The new analytics again, is an area where IP’s natural advantages shine. Being able to integrate business systems with the contact center via IP could help produce more complete results in new analytics to prove the ROI and reward success where it is achieved such as the agent skills, communications savings, and customer satisfaction improvements. The ability to use all of this disparate information together is known as contact center analytics. Nortel provides this integrated data via its "Business Reporting Portal." We acknowledge that analytics capabilities still tend to be homegrown, and aren’t yet coming out as part of ERP packages. But the business will get a tremendous step up as usage becomes more prevalent and they are brought into the regular reports that contact center managers use to run their operations. Nortel Expert Anywhere taps the expertise where and when it needs to improve upon that goal.

Looking further out, being device independent is the next big thing. Self Service applications started as DTMF, menu driven applications with multi-level menus to complete a task. As the Self Service applications interfaced with more data (TCP/IP, CTI, databases, XML), the applications became more complex. Speech became the next evolution to reduce the complexity. Technologies such as voice recognition, speaker verification, natural language allow the users to interface with the Self Service application in a natural and efficient manner. The next step in Self Service will be more of a revolution, than an evolution. Applications will no longer be traditional IVR applications. They will include Speech, Video, and Chat and will involve multiple devices. The Self Service platform will emerge as a multimodal portal to allow users to interact to an application with the device of their choice. I can envision most traditional IVR applications being offered via a chat session. The user would initiate a chat by posing a question. Using technologies such as Natural Language Understanding, the text can be parsed to determine "meaning". The answer can then be retrieved from an external source and the Self Service application can "respond" via a chat session.
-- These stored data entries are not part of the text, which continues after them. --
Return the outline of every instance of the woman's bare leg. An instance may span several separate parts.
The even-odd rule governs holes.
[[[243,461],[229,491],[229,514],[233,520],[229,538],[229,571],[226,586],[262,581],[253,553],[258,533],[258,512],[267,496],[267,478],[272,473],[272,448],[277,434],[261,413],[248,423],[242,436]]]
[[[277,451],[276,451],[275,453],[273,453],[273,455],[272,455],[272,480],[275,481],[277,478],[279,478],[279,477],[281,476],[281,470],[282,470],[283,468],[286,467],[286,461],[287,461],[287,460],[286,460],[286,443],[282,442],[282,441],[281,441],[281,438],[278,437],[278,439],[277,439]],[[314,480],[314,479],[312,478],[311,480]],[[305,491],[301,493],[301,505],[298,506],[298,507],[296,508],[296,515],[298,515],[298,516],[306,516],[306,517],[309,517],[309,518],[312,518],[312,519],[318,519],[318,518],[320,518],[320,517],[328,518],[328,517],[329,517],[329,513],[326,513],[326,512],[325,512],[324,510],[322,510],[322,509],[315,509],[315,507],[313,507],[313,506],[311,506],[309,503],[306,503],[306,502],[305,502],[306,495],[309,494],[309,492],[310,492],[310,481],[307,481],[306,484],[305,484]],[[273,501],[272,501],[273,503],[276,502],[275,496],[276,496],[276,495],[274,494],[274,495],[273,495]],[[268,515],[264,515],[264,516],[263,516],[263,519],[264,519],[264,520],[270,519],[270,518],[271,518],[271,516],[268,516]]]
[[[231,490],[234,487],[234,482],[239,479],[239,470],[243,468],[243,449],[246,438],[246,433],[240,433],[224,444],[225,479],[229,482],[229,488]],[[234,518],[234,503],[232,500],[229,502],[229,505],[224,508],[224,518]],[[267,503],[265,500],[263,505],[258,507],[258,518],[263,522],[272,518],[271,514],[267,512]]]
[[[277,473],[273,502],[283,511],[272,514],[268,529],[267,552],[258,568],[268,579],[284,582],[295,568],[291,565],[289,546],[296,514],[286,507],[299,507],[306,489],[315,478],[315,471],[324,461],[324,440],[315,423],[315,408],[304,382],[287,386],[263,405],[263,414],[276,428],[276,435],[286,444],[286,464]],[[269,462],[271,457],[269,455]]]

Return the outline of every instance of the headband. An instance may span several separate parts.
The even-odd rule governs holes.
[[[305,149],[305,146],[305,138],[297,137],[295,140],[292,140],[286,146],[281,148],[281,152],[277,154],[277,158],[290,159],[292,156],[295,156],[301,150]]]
7. What are biggest challenges that Nortel faces in the next 12 months?

Our business transformation efforts are part of making Nortel an easier company with which to do business. Customers will see the end result of simplified processes, uniform tools, cross-functional collaboration, and quality that’s built into the beginning of a product’s lifecycle, among other benefits. This is our roadmap for building investor value and a great company.

We will continue to focus our efforts on developing those market segments where we can be successful. And we will be recognized for outstanding quality and predictability in the delivery of solutions that provide customer value.

Nortel will continue to support new standards and multi-vendor interoperability, and we will continue to focus on enabling secure communications while enhancing the mobility of our solutions to extend feature support across a host of end user devices.